The integration in the currency union will be a years lasting process and should better take longer. The Turkish currency has always been weak due to economic calamities. The US-Dollar has become a shadow currency in the past decade. Currency policy was never an asset of Turkish governments. Despite the pressure of the IMF, currency policy has not been adjusted to the rest of economic policies in a sufficient manner. Double-digit inflation rates made a stabilization policy rather a never realizable dream. It will take a comprehensive economic effort to enable the Turkish lira/pound to approach the currency union. It this undertaking will be done in a rush manner (for prestigious reasons), the whole European currency system and the stability pact would be destroyed.

Additionally, the presented figures on economic affairs raise a number of questions. Some of the figures (e. g. the GDP) show unnatural and hardly explainable erratic developments. Extreme ups and downs (e. g. differences of 15 % change rates in annual GDP-figures between 2000 and 2001) are usually not the case. Even in crises years (e. g. in 1999/2000) the trend is usually not that volatile as presented. This makes a careful analyst putting serious question marks on the plausibility of the figures mainly submitted by official Turkish institutions. One cannot deny the odium of dubiousness. According to economic development models a country’s economy shows a certain cycle. This has not been the case in Turkey since almost fifteen years. Despite broad support by the IMF the key economic parameter have not improved in the long run (e. g. in a decade-analysis) or improved only marginally. This might not only be due to a possible ‘modeling of the figures’ but also to a very well functioning shadow economy and an even better functioning corrupted public system. The current EU-members have to ask themselves whether they want to accept a new member with a large share of grey economy. Additionally, the governments have not able to get corruption under control. Corruption still remains a very serious issue and is cited by most business persons as the key obstacle for direct foreign investments in Turkey. Despite some improvements, the incentive for the low-paid Turkish civil servants to accept bribe is still considerable. Moreover, the question of the workability of a ‘real Turkish economy’ under EU-conditions must be raised. Finally, the Union’s members have to ask themselves whether they want to finance an economic system, which obviously is rather corrupt and shows no serious tendency to amend this weakness.

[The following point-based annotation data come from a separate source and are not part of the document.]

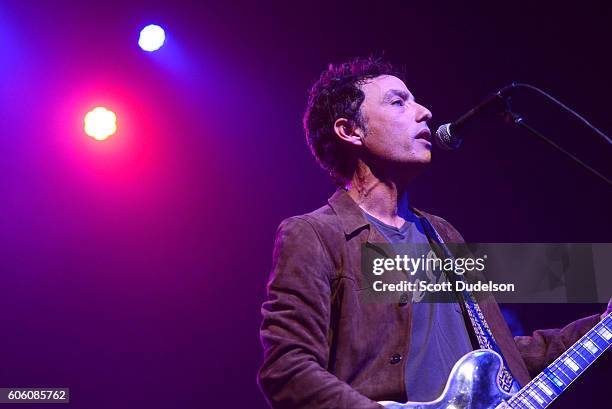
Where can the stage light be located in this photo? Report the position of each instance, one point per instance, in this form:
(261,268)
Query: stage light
(151,38)
(100,123)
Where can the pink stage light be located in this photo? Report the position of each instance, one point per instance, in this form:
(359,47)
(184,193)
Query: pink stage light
(100,123)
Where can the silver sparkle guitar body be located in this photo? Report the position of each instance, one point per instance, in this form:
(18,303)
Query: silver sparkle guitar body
(472,384)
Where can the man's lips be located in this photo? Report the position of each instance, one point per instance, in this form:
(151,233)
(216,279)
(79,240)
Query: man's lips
(424,134)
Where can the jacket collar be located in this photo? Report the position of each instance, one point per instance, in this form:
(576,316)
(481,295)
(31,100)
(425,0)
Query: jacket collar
(348,212)
(352,218)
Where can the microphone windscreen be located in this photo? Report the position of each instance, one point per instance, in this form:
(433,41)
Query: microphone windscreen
(445,140)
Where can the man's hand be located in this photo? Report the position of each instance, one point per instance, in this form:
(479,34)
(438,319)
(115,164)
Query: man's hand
(608,310)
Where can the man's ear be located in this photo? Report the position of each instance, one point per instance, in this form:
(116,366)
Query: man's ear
(347,131)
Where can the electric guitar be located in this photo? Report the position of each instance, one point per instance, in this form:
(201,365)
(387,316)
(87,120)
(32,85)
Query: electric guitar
(472,383)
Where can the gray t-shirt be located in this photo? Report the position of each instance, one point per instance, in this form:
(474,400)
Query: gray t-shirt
(439,336)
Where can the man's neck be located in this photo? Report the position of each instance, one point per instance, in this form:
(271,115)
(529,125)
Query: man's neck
(383,199)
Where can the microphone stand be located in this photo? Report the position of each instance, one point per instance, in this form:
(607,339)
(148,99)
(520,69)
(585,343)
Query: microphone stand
(517,119)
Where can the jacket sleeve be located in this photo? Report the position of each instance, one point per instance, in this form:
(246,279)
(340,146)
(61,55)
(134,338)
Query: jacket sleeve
(545,345)
(295,326)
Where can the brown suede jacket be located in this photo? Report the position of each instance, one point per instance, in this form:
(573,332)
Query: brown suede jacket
(324,349)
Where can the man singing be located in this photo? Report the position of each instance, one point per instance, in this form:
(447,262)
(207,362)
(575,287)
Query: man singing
(323,347)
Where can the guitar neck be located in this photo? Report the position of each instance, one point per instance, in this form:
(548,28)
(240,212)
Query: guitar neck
(544,388)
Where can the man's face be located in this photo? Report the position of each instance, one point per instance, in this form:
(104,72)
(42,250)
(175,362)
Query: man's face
(397,133)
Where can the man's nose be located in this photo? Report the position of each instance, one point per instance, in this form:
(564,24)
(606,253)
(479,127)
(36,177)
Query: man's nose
(423,114)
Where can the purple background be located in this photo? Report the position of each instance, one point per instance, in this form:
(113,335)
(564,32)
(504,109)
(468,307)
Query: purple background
(132,270)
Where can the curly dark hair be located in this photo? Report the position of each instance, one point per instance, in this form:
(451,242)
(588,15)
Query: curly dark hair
(337,94)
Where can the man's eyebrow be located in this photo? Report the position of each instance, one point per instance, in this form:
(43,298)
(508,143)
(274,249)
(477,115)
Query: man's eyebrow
(396,92)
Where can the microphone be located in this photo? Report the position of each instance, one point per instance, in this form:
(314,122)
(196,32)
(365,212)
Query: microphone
(450,136)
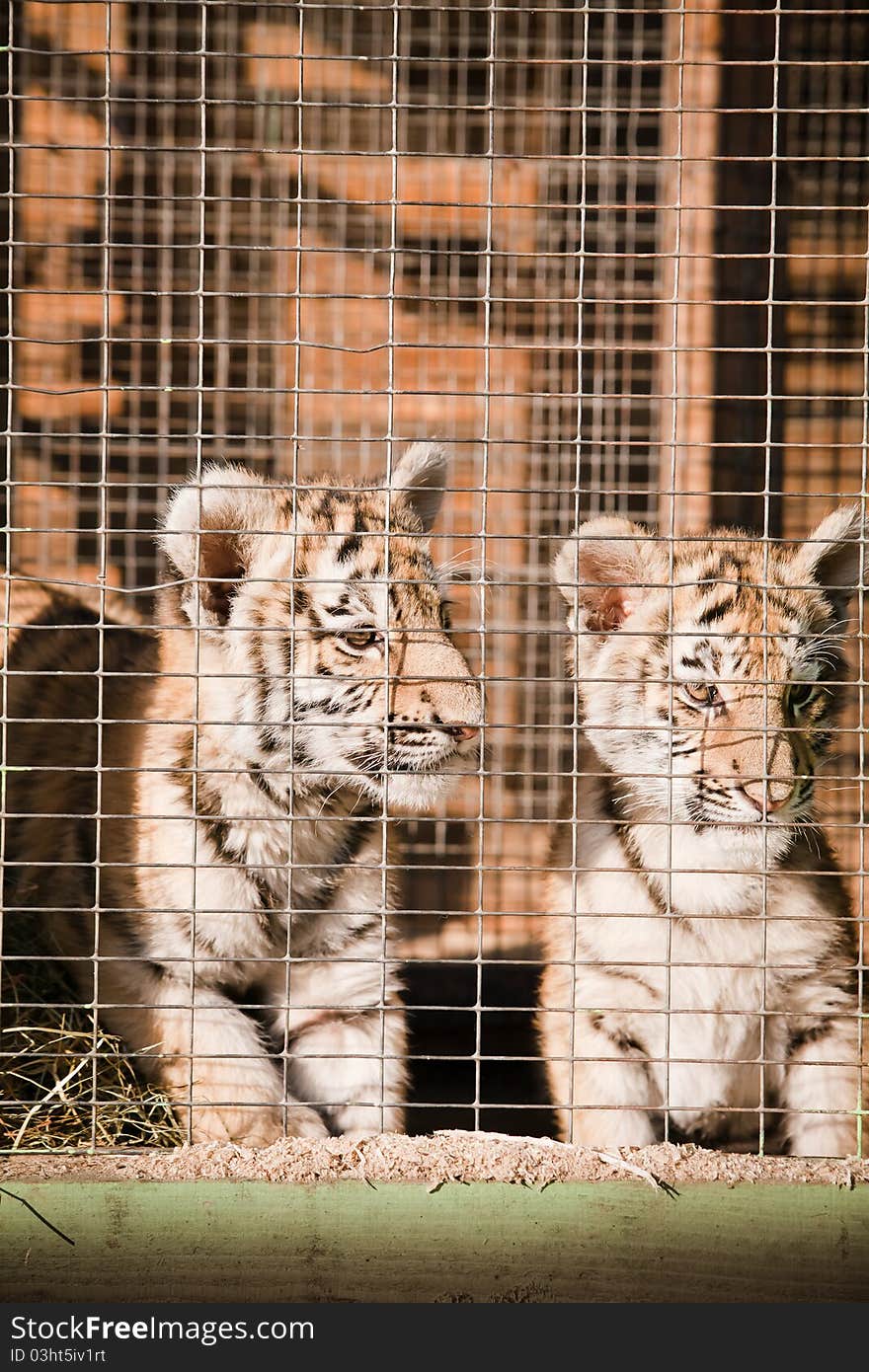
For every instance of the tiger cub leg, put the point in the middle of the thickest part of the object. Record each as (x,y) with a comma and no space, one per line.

Turkey – a cultural wedge in Europe?

Turkey - part or partner of EU ?
Turkey - part or partner of EU ?
In the light of recent events, cultural compatibilities will also form a basis for vivid discussion. One should bear on mind that Turkish secularizism was an elite project launched by Atatürk. Islam was heavily state-controlled and marginalized. Suppression could not last forever in a society which has been coined by Islam for centuries. In the past few decades a slow but steady reemergence of Islam onto the political, social and economic stage happened. The current AKP-government is one expression of this trend. The ‘Islamic card’ might be brought in the game again. It will – again – raise the question: Who are ‘we’ and who are ‘the others’? It is a question about inclusion and exclusion, about drawing boarders, about the ‘European finality’. It is also a question about fears (e. g. the idea of an ‘Islamic conquest’; the danger of a ‘third Turkish siege’ etc.). The ‘Islamic card-argument’ cannot be found in any official EU-document. Nevertheless, this ‘card’ has been used by individuals in discussions. Recent events (Madrid March 2004 and the situation in Iraq) have fuelled the ‘Islamic debate’ within the Union again. The argument stands also in a close connection to the asylum-seeker-issue, the question why asylum-seekers played an important role within terrorist networks, how they could enter EU and why they were granted asylum within the EU. Additionally, recent developments provoked defense reactions, xenophobic effects and fears of Muslim population dominance. Currently, some 15 Mio Muslims live within the EU. Additionally, EU subsidies and supports the Balkans (with a large proportion of Muslim population) heavily to guide the states into the EU (e. g. via the Stability Pact). This shows the contradictory element in the current discussion on the ‘Islamic argument’. Further terrorist attacks could turn out as an ‘against Turkey argument’, despite the fact that Turkey itself was affected by terrorist attacks in November 2003 (Istanbul).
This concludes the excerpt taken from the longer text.